When you're in a community with other people, when what you express is what
could be shared among all of them, that tends to be flat, tends to be
ironed out.  How does a person get the freedom to reflect, to be
self-doubting without being self-indulgent?  I suppose the writer who most
resembles Gould is Wallace Stevens, with that notion of perfection in
retreat.  You also hear the silences of that kind of withdrawal in his
poetry.  Nothing escapes Stevens that isn't deeply, deeply considered.
There's a kind of almost supernatural calm in his writing, and yet there's
nothing studied about it.  You just feel the lines flow one from the other,
rather like what you sense in Gould's recording process....''
 -- Richard Sennett [Friedrich p205]

i'm a big fan of both.  the last time i dropped acid (two summers ago) i
read wallace stevens (most of the time looking for a certain quote, not
finding it but enjoying what i did come across on the way) and listened to
glenn gould (twice through brahms followed by WTC).  it was a great
experience, the best time i ever had on acid (it was also the only time i
did it alone, which ties in well to the solitude theme above...).  seemed
to have a remarkable therapeutic value as well.  (listening to glenn gould
often seems have such an effect, sometimes it can wake me up like drinking
coffee, sometimes it strengthens my will to live, etc.)
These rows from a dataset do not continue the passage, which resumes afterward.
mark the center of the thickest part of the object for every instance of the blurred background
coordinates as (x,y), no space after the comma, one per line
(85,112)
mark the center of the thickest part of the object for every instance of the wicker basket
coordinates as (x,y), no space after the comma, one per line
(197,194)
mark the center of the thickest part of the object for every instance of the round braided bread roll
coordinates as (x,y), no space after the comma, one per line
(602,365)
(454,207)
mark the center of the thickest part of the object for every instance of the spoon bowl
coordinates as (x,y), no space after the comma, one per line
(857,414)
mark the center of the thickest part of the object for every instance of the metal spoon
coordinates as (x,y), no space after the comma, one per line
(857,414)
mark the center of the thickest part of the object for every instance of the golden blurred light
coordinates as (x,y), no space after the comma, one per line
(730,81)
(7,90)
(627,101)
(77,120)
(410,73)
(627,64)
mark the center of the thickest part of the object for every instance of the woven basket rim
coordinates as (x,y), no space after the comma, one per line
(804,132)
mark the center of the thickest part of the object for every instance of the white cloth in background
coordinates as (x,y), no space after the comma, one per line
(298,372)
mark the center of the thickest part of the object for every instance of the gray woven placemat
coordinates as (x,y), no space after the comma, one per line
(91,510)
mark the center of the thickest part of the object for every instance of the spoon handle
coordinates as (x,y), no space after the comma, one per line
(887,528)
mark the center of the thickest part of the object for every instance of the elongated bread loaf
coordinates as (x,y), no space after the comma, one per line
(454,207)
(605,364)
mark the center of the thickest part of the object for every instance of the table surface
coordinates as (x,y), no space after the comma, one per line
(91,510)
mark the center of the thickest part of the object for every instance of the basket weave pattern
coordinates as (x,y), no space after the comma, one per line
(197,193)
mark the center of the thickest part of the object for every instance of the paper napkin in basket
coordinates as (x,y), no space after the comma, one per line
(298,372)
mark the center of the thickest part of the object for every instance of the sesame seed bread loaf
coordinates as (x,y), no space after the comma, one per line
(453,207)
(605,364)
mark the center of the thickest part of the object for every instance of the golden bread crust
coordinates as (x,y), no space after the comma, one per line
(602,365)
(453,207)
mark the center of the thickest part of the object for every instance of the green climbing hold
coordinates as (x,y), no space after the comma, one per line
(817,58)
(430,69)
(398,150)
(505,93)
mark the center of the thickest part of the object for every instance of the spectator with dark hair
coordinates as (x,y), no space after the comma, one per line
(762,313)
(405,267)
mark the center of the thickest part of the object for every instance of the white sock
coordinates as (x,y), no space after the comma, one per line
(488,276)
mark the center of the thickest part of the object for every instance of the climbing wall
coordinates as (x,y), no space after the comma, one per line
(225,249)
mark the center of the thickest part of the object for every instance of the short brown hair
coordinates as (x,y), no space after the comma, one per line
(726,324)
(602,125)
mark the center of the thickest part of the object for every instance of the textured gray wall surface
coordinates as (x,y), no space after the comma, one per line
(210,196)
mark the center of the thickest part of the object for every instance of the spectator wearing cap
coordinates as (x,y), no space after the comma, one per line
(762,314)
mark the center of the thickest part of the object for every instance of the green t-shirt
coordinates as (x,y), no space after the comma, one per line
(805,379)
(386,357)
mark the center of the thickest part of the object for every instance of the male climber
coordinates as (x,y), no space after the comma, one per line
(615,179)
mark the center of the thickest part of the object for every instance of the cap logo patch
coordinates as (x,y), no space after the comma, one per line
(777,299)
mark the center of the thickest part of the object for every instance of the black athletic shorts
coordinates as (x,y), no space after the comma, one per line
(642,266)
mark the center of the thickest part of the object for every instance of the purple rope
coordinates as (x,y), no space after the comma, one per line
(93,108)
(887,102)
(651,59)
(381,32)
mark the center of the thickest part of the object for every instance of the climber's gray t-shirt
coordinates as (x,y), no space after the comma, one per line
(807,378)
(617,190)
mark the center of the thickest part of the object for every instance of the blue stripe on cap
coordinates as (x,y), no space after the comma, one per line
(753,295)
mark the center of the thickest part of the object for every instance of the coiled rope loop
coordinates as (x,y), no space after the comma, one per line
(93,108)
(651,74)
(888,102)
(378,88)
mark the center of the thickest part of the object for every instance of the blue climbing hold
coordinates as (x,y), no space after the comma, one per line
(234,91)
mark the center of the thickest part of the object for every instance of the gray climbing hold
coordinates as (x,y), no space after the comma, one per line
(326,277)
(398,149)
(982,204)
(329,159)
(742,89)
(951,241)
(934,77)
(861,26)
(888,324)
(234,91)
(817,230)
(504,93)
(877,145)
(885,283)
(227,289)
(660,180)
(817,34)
i'm not into poetry at all really except for wallace stevens.  same really
with classical piano, i never listen to it except for gould.  (before
hearing gould i was primarily into jazz.)

i will restrain myself from babbling further.

two of my favorite quotes:

``throw away the lights, the definitions, and say of what you see in the
dark that it is this or that it is that, but do not use the rotted names.
how should you walk in that space and know nothing of the madness of space,
nothing of its jocular procreations?  throw the lights away.  nothing must
stand between you and the shapes you take when the crust of shape has been
destroyed.''
 -- wallace stevens ("the man with the blue guitar")

``it is possible, possible, possible.  it must be possible.  it must be
that in time the real will from its crude compoundings come, seeming, at
first, a beast disgorged, unlike, warmed by a desperate milk.  to find the
real, to be stripped of every fiction except one, the fiction of an
absolute -- angel, be silent in your luminous cloud and hear the luminous
melody of proper sound.''
 -- wallace stevens ("notes toward a supreme fiction")

i think this last one applies well to the issue of gould's unorthodox
"interpretations".  i don't care what someone (eg the composer) would have
done, i care what *should be done* and that's what gould always tried to
achieve i think.  i think an interesting case where he "corrected" an
earlier interpretation (that's my theory anyway) is the E major fugue from
book two of the WTC which he plays on the "An Art of Fugue" video in the
Sony series, it's much slower and *so* much better than the earlier
recording, which i never listen to anymore.  to some extent i think that's
true of much of his later work, like the 1982 goldbergs, and the D major
partita (from "The Question of Instrument").